Due anni per Claudio Scajola, con sospensione condizionale della pena, ed un anno per Chiara Rizzo, moglie dell’ex parlamentare di Forza Italia ed armatore Amedeo Matacena, latitante a Dubai, con pena sospesa e restituzione dei beni che le erano stati sequestrati.
Assoluzione per Maria Grazia Fiordaliso e Martino Politi, ex collaboratori di Matacena.
Questa la sentenza emessa in primo grado dal Tribunale di Reggio Calabria, presieduto da Natina Pratticò, a conclusione del processo “Breakfast” legato alla latitanza di Matacena, condannato a 3 anni dalla Cassazione per concorso esterno in associazione mafiosa.
Stando all’accusa e alla condanna l’ex Ministro, oggi sindaco di Imperia, Scajola, ha giocato un ruolo nella fuga in Libano dell’ex parlamentare ancora latitante negli Emirati Arabi. Il tribunale l’ha riconosciuto colpevole per il reato di procurata inosservanza è stata esclusa l’aggravante mafiosa.
“Spazzata via l’aggravante relativa alla fantascientifica ma infamante accusa portata avanti con pervicacia dalla procura di Reggio Calabria di aver in qualche modo agevolato la ‘ndrangheta e pena più che dimezzata. Si riparte da qui!”.
È il primo commento di Elisabetta Busuito, legale dell’ex ministro Claudio Scajola.
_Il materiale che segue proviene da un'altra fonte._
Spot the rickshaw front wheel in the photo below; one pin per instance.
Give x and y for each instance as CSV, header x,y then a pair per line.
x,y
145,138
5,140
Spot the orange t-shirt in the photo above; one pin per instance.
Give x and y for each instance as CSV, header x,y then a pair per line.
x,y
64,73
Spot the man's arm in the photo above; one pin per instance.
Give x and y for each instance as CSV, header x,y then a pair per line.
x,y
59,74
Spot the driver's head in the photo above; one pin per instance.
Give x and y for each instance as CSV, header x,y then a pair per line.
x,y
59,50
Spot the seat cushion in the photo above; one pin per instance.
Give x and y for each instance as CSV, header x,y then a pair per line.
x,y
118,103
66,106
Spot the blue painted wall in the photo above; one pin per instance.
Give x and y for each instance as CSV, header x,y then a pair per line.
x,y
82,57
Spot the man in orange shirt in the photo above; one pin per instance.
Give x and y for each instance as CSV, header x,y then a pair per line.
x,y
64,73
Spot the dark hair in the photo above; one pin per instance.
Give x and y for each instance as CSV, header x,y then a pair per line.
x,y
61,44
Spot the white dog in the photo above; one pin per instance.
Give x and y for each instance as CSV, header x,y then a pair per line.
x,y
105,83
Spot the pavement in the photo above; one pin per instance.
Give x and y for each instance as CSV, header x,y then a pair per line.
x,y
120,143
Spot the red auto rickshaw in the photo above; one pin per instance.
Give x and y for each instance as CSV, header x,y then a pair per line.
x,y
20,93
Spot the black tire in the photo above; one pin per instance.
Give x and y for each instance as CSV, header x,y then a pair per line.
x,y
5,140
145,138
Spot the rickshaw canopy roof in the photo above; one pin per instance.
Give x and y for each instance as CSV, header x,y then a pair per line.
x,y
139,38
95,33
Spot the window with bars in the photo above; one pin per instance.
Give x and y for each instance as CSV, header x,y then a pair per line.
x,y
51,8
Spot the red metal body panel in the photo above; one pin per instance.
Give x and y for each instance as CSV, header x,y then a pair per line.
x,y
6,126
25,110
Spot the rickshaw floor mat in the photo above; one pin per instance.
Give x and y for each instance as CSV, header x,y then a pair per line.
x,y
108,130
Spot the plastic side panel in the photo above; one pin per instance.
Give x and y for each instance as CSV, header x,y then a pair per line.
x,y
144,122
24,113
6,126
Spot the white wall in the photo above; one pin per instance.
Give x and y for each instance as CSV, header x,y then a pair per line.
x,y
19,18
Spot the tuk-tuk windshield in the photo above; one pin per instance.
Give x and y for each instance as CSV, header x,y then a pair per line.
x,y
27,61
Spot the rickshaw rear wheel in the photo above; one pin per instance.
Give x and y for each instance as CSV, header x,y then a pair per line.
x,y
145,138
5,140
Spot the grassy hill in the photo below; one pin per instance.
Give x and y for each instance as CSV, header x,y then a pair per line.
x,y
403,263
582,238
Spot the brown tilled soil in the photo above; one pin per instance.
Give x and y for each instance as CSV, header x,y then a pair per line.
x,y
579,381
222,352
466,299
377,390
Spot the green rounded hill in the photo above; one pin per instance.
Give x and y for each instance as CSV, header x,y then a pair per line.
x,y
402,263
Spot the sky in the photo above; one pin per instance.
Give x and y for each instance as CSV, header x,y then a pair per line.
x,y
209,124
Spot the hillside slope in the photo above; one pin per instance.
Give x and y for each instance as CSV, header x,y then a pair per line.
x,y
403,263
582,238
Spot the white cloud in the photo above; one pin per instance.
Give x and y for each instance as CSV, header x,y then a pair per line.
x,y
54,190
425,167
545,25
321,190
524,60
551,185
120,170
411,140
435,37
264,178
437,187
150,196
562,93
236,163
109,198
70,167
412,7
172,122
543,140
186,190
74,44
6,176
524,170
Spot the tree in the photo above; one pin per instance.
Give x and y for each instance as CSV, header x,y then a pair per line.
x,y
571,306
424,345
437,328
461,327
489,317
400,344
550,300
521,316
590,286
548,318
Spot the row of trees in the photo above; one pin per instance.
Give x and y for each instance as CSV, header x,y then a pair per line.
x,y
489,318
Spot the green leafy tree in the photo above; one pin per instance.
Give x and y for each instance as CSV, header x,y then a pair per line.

“Rispetto alle richieste del pubblico ministero – prosegue l’avvocato Busuito – ci troviamo con una pena più che dimezzata. Eravamo certi che la richiesta del pm sarebbe stata rigettata. Siamo convinti della bontà delle nostre tesi e quindi di vedere riconosciuta l’assoluzione dell’onorevole Scajola in secondo grado. Già oggi, questo verdetto dimostra come la tesi accusatoria del pm Lombardo, quella che ha giustificato mesi di indagini gravose, l’arresto preventivo dell’onorevole Scajola cinque anni e mezzo fa e tante paginate di giornali, sia stata letta in modo profondamente diverso dai giudici, cui spetta la verifica di prove e circostanze”.